Before Caroline could respond, the doorbell rang. It played a stanza of I just met a girl named Maria . . .
Ruby made a mental note to change the damned bell. Max had thought it was funny; Ruby disagreed. “I gotta run, Caroline. There’s someone here to see me. With my luck, it’s probably the landlord, looking for my rent check.”
“Take care of yourself.”
“You, too. And kiss my niece and nephew for me.” She hung up, then decided not to answer the door anyway. It probably was the landlord.

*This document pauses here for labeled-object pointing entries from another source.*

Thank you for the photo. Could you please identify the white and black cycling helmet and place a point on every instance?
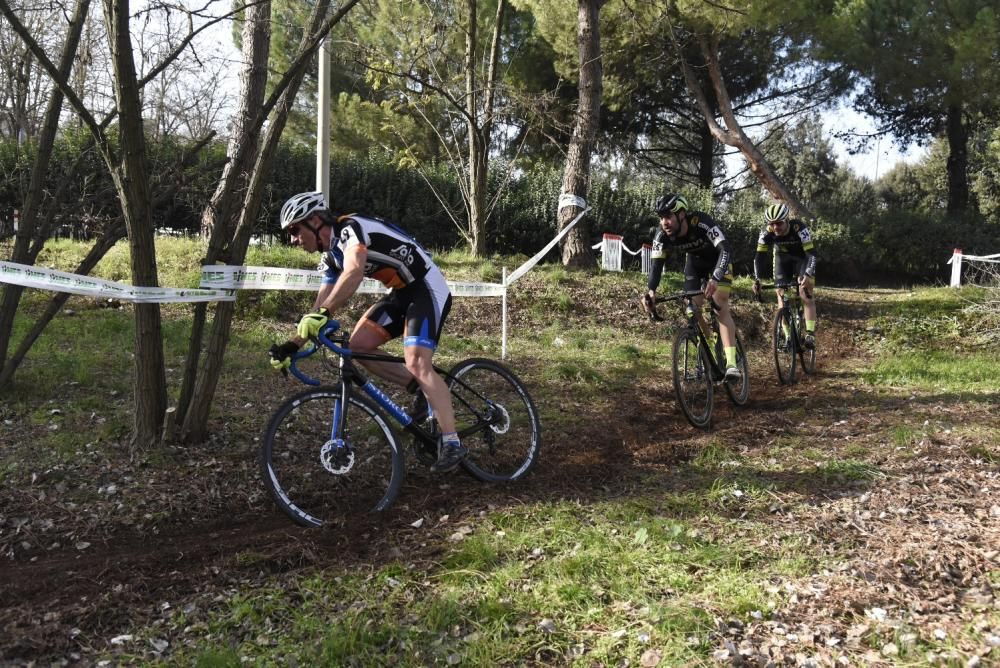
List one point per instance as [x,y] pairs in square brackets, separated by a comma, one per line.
[671,203]
[301,207]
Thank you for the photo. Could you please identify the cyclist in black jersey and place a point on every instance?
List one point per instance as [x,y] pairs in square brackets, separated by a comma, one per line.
[707,259]
[416,306]
[794,257]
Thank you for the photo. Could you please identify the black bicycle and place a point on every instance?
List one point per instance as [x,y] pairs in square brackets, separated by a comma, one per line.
[788,334]
[698,364]
[332,450]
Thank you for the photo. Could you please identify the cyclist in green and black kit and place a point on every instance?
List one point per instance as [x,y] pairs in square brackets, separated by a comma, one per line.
[794,257]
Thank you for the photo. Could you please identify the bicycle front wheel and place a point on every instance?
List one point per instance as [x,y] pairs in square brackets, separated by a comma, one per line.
[783,347]
[497,420]
[739,393]
[692,378]
[316,476]
[808,354]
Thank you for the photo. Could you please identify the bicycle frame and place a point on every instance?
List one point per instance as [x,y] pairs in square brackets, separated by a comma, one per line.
[691,314]
[351,375]
[790,298]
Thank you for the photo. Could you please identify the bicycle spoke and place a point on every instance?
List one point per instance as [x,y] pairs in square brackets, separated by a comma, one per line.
[692,378]
[497,420]
[739,393]
[316,478]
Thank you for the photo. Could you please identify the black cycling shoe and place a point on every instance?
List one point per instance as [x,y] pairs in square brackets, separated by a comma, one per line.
[450,456]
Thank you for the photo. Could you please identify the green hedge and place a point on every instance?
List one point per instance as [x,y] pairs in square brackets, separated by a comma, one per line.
[856,246]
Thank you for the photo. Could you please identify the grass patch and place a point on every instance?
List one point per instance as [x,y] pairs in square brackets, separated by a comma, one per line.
[561,583]
[941,371]
[847,470]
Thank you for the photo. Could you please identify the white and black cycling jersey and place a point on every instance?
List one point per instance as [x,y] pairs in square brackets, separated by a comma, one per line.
[394,258]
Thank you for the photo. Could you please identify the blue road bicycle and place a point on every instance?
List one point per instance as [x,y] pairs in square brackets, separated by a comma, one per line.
[332,450]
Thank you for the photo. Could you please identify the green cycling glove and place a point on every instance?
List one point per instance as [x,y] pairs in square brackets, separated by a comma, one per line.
[311,323]
[281,356]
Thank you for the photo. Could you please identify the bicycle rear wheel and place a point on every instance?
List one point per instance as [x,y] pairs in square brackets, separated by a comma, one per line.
[739,393]
[692,378]
[497,419]
[783,347]
[316,479]
[808,355]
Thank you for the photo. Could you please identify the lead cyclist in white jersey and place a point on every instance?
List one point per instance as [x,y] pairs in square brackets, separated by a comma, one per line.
[355,247]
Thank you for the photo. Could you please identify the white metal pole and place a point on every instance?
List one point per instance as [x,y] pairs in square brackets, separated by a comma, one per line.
[323,121]
[503,319]
[956,268]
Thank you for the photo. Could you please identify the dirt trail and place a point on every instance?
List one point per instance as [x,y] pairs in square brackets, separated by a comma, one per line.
[922,539]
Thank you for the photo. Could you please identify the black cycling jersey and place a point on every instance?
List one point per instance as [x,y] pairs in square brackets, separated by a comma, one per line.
[705,245]
[796,242]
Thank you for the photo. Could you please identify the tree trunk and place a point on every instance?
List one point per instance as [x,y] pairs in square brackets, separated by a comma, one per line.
[195,424]
[958,160]
[220,216]
[99,250]
[733,134]
[706,159]
[576,251]
[132,183]
[479,123]
[32,203]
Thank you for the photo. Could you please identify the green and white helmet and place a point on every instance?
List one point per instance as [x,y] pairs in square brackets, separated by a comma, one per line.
[775,212]
[671,203]
[300,207]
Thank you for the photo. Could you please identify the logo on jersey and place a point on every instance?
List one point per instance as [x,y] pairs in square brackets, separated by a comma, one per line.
[403,253]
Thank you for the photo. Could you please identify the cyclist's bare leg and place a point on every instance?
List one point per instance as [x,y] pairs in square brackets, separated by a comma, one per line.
[808,299]
[368,337]
[727,328]
[418,363]
[699,301]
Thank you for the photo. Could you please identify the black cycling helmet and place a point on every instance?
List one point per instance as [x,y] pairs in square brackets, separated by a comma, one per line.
[670,203]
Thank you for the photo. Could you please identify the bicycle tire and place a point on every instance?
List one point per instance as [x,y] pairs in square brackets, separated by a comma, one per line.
[739,393]
[807,355]
[783,347]
[295,475]
[692,378]
[487,395]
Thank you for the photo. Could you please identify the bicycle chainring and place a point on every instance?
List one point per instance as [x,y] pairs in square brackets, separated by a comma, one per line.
[336,457]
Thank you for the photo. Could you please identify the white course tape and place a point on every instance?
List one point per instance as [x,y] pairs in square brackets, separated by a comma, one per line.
[61,281]
[537,257]
[569,199]
[233,277]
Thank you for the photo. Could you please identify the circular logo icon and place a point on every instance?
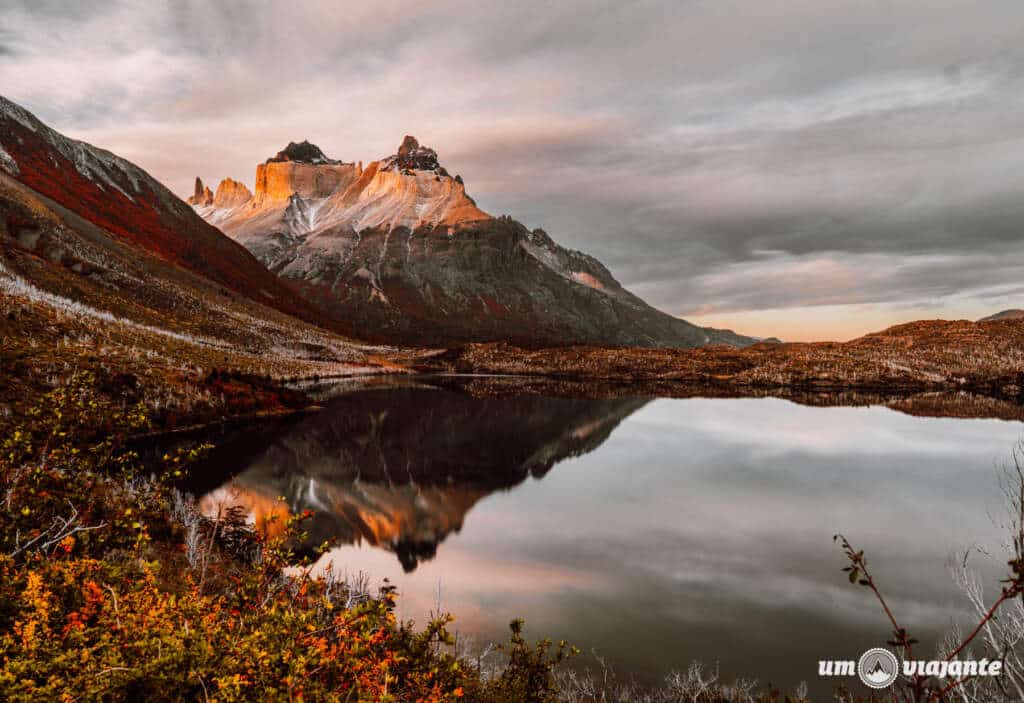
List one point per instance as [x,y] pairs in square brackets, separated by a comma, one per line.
[878,668]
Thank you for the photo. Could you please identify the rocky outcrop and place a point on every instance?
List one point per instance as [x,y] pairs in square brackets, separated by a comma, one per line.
[413,157]
[230,193]
[399,253]
[121,199]
[302,152]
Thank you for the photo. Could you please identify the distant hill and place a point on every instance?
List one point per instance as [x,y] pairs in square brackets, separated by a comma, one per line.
[1013,313]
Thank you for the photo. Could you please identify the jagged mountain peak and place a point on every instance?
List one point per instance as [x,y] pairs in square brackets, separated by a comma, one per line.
[413,157]
[302,152]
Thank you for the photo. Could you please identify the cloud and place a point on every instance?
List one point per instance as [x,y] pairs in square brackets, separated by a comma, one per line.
[718,157]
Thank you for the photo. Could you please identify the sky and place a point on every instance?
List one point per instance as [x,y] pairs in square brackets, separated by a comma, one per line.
[801,169]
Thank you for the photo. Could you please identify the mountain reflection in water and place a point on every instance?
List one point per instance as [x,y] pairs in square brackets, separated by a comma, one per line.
[399,469]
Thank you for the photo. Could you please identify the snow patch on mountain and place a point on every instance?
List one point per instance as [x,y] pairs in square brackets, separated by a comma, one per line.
[97,165]
[13,284]
[7,162]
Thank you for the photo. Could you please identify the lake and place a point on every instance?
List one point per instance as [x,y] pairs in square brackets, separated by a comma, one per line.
[650,531]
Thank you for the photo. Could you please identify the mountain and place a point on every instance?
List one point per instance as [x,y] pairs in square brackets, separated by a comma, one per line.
[108,271]
[1005,314]
[128,203]
[397,252]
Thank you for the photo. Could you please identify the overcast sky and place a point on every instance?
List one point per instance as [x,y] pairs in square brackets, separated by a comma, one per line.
[809,170]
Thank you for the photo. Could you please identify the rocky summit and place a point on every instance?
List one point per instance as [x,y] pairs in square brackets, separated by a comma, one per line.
[398,252]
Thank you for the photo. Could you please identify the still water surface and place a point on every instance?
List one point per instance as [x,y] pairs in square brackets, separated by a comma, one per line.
[652,531]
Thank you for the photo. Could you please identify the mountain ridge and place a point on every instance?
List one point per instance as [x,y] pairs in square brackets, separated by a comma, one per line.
[400,251]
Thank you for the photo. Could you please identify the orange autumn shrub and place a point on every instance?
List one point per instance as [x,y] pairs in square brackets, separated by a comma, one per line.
[113,587]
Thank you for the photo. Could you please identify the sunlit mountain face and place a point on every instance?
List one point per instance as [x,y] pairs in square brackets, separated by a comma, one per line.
[399,469]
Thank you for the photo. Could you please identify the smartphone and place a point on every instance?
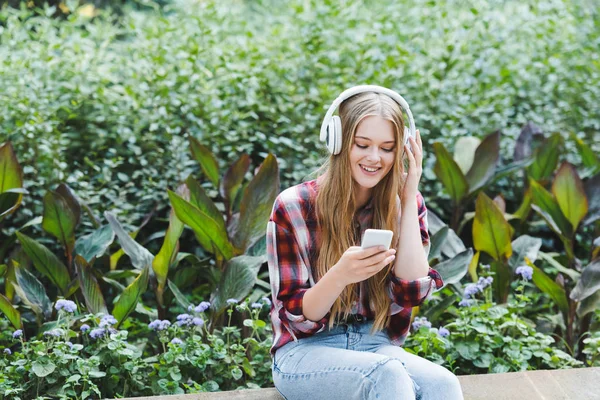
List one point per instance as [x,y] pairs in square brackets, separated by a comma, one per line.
[377,237]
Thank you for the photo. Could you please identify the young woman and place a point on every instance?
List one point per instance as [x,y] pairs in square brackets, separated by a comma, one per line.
[340,312]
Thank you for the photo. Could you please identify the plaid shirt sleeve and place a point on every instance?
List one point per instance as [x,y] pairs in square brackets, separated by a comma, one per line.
[407,293]
[289,273]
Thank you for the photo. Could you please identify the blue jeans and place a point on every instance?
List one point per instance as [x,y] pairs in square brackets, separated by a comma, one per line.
[348,362]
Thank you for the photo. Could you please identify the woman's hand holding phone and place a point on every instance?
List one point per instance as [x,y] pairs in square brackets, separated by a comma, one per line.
[358,264]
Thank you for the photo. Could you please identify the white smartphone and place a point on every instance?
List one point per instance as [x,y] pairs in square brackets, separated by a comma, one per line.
[377,237]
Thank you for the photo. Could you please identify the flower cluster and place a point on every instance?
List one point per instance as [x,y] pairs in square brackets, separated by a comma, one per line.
[158,325]
[473,288]
[66,305]
[104,327]
[525,271]
[422,321]
[202,307]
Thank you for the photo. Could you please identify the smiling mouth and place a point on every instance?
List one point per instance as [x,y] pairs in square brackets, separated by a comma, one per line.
[370,169]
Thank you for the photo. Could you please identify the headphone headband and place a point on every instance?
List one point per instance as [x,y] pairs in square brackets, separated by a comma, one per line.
[368,88]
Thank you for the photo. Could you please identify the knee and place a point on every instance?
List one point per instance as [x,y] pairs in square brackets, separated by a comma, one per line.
[391,381]
[446,382]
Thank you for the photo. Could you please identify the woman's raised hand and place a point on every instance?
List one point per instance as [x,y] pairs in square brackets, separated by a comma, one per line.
[415,166]
[358,264]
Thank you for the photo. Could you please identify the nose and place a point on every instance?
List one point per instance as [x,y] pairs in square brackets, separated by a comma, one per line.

She went into the kitchen. Flipping through the mostly empty cabinets, she found a half-full fifth of gin and a bottle of vermouth, both of which Max had obviously forgotten. She made herself a martini in a Rubbermaid container, then poured the drink into a plastic tumbler.
By the third repeat of “Maria,” she gave up. Taking a quick sip of the martini, she padded across the shag carpeting and peered through the peephole.
It was Val, standing beside a woman so thin she looked like a windshield wiper.
“Oh, perfect.”
She wrenched the door open. Val grinned at her. He looked acutely out of place in the dim, ugly corridor.
Val leaned forward and kissed Ruby’s cheek. “How’s my newest star?”
“Fuck you,” she whispered, smiling brightly at the strange woman. “I never saw it coming.”
Val drew back, frowning. “I tried to call you. I even sent a messenger over. You didn’t answer the door.”
Ruby would have said more, but the way the lady was watching them made her uncomfortable. She turned to her, noticing the woman’s severe haircut and expensive black dress. An unlit cigarette dangled from her bony fingers.
New Yorker. Definitely. Maybe a mortician.
“I’m Ruby Bridge,” she said, extending her hand.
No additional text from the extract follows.